The Invisible Rich Man

The Invisible Rich Man
Bab 360


__ADS_3

Giya berbicara dengan lembut.


Giya tersentuh ketika Gerald membantunya dan bahkan memberinya sesuatu yang sangat berharga untuknya.


Dia kemudian mengembangkan perasaan untuk Gerald.


Dia selalu memikirkannya setiap kali dia bebas. Dia menganggapnya sangat lucu, tetapi dia tahu bahwa Gerald mungkin membencinya.


Sejujurnya dia ingin berteman dengannya, tetapi apa yang telah dilakukan Gerald padanya membuatnya benar-benar kecewa.


“Apa sih hebatnya petani miskin itu?!” kata Yakob dengan marah.


Semua orang berhenti membicarakannya setelah itu, tapi Giya merasa sangat kesal. Apa yang begitu buruk tentang dia? Tidak ada pria yang pernah menolak Giya seperti itu kecuali Gerald.


Ketika Gerald mengetahui bahwa ibu Giya telah pulih, dia langsung lega, dan hidupnya berlanjut seperti biasa.


Malam itu juga, Gerald membawa beberapa buku untuk kembali ke perpustakaan. Dia melihat seorang gadis di luar perpustakaan yang sepertinya sedang menunggu seseorang.


Gerald tercengang. Gadis itu adalah Giya!

__ADS_1


Giya mengangkat kepalanya dan melihat Gerald.


“Hei, Giya! Kamu datang untuk belajar?” Gerald bertanya dengan canggung.


"Tidak. Aku datang untuk mengembalikan beberapa buku!” kata Giya.


Gerald merasa benar-benar bersalah atas apa yang telah terjadi sebelumnya.


"Apakah kamu sudah makan? Aku bisa mentraktirmu makan di kantin. Saya baru saja mendengar tentang apa yang terjadi pada Ny.

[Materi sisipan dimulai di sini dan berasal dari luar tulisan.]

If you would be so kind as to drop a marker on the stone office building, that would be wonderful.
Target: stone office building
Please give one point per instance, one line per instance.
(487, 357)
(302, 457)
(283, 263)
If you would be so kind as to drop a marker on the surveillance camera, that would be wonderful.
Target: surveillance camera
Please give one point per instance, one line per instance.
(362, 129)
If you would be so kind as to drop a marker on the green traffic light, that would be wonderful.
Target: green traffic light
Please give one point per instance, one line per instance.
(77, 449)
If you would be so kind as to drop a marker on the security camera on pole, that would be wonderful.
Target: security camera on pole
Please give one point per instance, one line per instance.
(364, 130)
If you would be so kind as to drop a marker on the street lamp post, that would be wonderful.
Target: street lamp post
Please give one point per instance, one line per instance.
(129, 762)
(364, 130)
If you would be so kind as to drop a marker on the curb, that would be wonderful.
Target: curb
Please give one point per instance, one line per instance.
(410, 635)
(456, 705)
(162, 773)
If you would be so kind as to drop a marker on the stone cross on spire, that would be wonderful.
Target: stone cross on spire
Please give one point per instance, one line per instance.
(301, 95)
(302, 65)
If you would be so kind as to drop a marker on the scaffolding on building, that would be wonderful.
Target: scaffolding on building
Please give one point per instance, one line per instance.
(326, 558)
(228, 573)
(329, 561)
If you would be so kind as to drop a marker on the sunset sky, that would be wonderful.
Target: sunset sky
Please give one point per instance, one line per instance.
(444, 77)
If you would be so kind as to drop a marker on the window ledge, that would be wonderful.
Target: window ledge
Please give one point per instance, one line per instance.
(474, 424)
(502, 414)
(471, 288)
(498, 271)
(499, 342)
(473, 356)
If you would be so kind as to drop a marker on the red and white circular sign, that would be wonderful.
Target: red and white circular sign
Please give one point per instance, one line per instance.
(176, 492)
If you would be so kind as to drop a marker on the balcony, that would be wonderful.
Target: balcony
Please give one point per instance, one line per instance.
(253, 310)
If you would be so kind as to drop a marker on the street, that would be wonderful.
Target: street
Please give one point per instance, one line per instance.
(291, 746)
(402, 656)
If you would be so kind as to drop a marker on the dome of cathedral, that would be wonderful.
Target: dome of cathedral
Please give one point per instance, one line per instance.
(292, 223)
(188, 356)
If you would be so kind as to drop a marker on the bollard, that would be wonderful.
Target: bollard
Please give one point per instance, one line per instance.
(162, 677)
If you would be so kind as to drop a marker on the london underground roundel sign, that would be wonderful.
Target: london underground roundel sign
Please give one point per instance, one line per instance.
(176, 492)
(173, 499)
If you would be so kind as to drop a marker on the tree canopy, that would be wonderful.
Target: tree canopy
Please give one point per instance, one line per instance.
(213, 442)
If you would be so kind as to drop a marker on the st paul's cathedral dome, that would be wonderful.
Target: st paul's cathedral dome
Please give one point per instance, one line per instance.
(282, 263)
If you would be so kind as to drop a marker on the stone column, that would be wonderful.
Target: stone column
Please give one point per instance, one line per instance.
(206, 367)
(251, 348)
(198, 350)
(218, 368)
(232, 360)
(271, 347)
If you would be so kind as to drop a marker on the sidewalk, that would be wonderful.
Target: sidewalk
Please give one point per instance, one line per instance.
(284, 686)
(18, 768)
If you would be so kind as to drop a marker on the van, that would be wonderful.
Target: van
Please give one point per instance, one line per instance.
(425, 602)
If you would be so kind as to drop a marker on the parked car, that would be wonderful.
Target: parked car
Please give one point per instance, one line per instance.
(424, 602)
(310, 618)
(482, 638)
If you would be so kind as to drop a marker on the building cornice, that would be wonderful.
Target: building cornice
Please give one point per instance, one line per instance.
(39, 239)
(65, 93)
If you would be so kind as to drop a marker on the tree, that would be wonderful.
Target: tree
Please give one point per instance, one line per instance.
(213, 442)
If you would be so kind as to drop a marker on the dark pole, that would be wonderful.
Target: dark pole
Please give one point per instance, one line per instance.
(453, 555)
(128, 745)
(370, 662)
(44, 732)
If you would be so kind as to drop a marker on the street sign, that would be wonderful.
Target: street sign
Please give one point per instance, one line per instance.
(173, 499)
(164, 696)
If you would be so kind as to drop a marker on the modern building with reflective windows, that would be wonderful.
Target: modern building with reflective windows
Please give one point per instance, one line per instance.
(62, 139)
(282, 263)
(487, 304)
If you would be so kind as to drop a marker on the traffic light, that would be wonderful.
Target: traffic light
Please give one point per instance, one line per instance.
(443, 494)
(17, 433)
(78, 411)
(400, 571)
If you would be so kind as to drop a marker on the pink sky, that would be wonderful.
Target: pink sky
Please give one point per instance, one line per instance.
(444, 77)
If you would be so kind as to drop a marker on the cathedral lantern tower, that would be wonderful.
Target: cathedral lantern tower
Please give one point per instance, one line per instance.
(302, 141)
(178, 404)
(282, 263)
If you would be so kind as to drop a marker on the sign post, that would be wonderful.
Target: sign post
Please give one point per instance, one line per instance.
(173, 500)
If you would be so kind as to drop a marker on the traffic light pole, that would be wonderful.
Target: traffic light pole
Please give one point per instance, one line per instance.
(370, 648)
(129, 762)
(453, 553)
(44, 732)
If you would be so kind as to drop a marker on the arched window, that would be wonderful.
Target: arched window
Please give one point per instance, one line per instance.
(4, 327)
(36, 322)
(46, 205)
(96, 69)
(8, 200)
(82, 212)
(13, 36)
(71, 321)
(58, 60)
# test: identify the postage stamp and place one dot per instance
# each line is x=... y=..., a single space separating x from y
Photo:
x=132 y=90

Quarrington hari ini. Bagaimana kabarnya?” tanya Gerald


“Dia sudah lebih baik sekarang, terima kasih sudah bertanya. Lagipula, aku sudah makan. Terima kasih atas tawarannya, tapi aku akan bertemu dengan teman-temanku!” Giya mengangguk sopan.

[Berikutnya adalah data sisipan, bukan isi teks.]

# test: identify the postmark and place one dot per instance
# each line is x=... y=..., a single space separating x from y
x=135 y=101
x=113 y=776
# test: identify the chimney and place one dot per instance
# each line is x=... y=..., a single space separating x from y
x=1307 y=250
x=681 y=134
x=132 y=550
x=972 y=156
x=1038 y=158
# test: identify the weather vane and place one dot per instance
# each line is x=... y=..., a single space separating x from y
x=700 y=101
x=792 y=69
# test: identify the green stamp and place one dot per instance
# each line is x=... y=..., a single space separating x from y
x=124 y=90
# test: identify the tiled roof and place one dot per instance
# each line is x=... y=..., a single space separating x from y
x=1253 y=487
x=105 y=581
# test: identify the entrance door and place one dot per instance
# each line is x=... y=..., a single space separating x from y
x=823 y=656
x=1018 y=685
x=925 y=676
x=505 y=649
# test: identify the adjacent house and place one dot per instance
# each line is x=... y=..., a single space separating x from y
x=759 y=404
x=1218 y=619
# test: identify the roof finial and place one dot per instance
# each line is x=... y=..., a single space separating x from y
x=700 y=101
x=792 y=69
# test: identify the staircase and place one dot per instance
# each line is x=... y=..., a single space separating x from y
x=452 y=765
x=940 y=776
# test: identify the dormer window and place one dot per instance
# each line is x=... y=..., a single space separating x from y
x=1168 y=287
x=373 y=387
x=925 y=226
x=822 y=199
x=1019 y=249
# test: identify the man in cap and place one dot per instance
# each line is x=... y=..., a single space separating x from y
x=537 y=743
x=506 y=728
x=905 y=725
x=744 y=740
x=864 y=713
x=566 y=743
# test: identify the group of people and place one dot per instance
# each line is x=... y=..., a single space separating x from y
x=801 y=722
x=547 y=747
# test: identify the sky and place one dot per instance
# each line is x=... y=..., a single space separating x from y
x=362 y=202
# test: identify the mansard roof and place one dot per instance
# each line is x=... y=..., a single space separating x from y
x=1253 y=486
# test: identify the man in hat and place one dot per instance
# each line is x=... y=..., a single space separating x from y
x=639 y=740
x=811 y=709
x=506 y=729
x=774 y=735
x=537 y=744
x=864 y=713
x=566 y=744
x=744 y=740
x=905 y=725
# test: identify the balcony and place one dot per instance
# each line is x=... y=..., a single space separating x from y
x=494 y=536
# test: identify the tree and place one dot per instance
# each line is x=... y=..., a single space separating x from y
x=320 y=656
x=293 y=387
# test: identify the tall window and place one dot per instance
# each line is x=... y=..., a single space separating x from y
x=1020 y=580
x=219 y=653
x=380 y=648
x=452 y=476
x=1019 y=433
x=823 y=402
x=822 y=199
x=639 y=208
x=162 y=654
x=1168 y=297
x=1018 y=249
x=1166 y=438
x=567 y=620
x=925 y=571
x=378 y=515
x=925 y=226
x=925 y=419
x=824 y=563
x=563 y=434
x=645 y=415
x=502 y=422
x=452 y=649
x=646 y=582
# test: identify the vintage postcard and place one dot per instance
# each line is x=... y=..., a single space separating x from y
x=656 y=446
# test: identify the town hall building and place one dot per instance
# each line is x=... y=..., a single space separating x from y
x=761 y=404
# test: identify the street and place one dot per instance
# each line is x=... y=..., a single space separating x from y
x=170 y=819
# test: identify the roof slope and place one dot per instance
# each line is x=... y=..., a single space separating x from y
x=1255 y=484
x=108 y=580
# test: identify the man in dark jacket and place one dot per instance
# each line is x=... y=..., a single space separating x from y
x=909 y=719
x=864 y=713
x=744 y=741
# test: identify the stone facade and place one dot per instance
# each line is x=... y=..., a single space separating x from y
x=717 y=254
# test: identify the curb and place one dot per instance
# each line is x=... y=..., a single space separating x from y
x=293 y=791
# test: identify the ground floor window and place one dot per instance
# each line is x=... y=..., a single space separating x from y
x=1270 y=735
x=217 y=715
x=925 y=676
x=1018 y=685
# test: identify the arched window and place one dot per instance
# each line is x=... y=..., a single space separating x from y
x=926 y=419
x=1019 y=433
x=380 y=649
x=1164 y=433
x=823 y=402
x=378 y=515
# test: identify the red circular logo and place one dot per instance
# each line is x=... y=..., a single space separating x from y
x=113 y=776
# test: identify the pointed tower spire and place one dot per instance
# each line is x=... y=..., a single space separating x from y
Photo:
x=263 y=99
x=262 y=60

Yakob menurunkan jendela dan mengintip ke luar, sepasang kacamata hitam bertengger di wajahnya. “Hei, Giya! Maaf karena terlambat tiga menit! Di mana kita harus pergi untuk makan malam malam ini? Anda harus memilih tempat! ”

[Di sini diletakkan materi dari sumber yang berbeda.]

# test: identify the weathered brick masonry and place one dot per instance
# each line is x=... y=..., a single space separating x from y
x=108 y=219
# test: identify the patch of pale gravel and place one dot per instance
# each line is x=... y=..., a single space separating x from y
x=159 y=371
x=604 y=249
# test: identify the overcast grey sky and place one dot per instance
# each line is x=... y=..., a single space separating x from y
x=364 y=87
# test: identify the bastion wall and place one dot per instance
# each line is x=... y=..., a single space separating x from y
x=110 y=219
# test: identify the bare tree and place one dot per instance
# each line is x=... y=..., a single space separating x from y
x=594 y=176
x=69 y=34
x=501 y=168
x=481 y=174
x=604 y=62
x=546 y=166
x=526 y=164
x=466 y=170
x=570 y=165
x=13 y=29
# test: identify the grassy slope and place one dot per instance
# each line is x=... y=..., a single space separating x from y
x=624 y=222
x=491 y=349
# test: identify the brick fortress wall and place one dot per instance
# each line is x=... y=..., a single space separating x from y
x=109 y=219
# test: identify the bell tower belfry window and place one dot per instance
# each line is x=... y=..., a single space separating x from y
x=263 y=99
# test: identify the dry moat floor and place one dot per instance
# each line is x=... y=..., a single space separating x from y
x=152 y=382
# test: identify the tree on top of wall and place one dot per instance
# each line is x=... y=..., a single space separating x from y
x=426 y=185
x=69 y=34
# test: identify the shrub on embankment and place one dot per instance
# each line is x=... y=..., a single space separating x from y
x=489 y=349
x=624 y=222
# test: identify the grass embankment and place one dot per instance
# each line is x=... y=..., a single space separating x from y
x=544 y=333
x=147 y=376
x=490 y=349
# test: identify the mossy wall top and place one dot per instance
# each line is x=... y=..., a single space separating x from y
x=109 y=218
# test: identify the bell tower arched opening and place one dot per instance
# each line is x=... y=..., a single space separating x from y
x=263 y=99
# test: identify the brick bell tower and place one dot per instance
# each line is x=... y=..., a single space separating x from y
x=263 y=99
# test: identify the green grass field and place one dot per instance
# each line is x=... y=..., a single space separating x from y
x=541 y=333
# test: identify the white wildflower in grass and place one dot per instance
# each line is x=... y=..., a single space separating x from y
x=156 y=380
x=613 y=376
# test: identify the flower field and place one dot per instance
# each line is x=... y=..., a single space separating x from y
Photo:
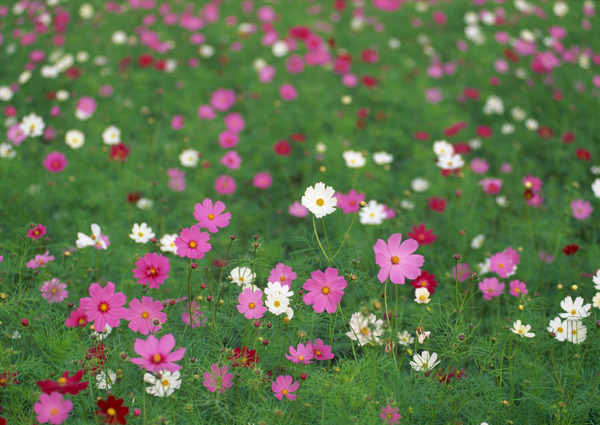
x=299 y=212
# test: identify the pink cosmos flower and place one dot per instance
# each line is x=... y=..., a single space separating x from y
x=491 y=288
x=325 y=290
x=37 y=232
x=211 y=217
x=52 y=408
x=54 y=291
x=517 y=288
x=196 y=315
x=55 y=162
x=232 y=160
x=396 y=260
x=262 y=180
x=502 y=264
x=39 y=261
x=104 y=307
x=192 y=242
x=141 y=315
x=282 y=274
x=581 y=209
x=225 y=185
x=302 y=354
x=77 y=319
x=283 y=386
x=152 y=269
x=156 y=354
x=321 y=351
x=222 y=99
x=250 y=304
x=219 y=378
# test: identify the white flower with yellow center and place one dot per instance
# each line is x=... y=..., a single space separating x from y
x=320 y=200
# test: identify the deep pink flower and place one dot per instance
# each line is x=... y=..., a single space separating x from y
x=104 y=307
x=219 y=378
x=396 y=260
x=211 y=216
x=325 y=290
x=302 y=354
x=192 y=242
x=37 y=232
x=581 y=209
x=39 y=261
x=283 y=386
x=77 y=319
x=282 y=274
x=491 y=288
x=55 y=162
x=52 y=408
x=250 y=304
x=156 y=354
x=152 y=269
x=225 y=185
x=517 y=288
x=54 y=291
x=141 y=315
x=321 y=351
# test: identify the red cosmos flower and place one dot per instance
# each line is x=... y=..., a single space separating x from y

“Restoran barat mana pun bisa, Yakob. Aku baik-baik saja dengan apapun. Anda telah menemani saya di rumah sakit selama berhari-hari dan bahkan menyelamatkan ibu saya. Aku tahu aku sudah mentraktirmu makan siang sore ini, tapi makan malam juga ada padaku! Saya harus memperlakukan Anda secara individual! ” Giya berjalan menuju kursi co-pilot sambil tersenyum.


Giya melanjutkan, “Ada film bagus yang diputar di teater malam ini juga! Bagaimana kalau kita pergi menonton film?”


"Tentu!" kata Yakob senang.

__ADS_1


Kemudian, Yakob memelototi Gerald dengan bangga dan pergi.


Gerald tercengang. Meskipun dia tidak jatuh cinta pada Giya, dia merasa tidak enak. Terutama ketika dia tahu bahwa kredit untuk mengirim spesialis itu dicuri oleh Yakob.


Giya sangat berterima kasih kepada Yakob dan karenanya, mereka menjadi lebih dekat.


Haruskah dia mengatakan yang sebenarnya?


Tapi tetap saja, apa gunanya mengatakan yang sebenarnya? Sehingga Giya akan berterima kasih padanya dan menumbuhkan perasaan padanya lagi? Insiden gelang telah berakhir, dan Yakob memiliki perasaan untuk Giya, sementara Gerald sudah memiliki Mila. Semuanya harus tetap seperti itu.


Sementara itu, Giya meninggalkan sekolah bersama Yakob.


“Giya, restoran mana yang ingin kamu kunjungi? Saya tahu tempat di dekat bioskop, tapi pilihan tetap terserah Anda…” Yakob bersemangat. Dia bahkan lebih bersemangat ketika Giya mengirim sms untuk menjemputnya.


“Berhenti di depan saja…” Giya mengalihkan pandangannya dari kaca spion dan berkata dengan kecewa.


"Di Sini? Tapi tidak ada restoran di sini?”


“Aku tidak ingin pergi ke restoran! Hentikan mobilnya. Aku ingin pulang!”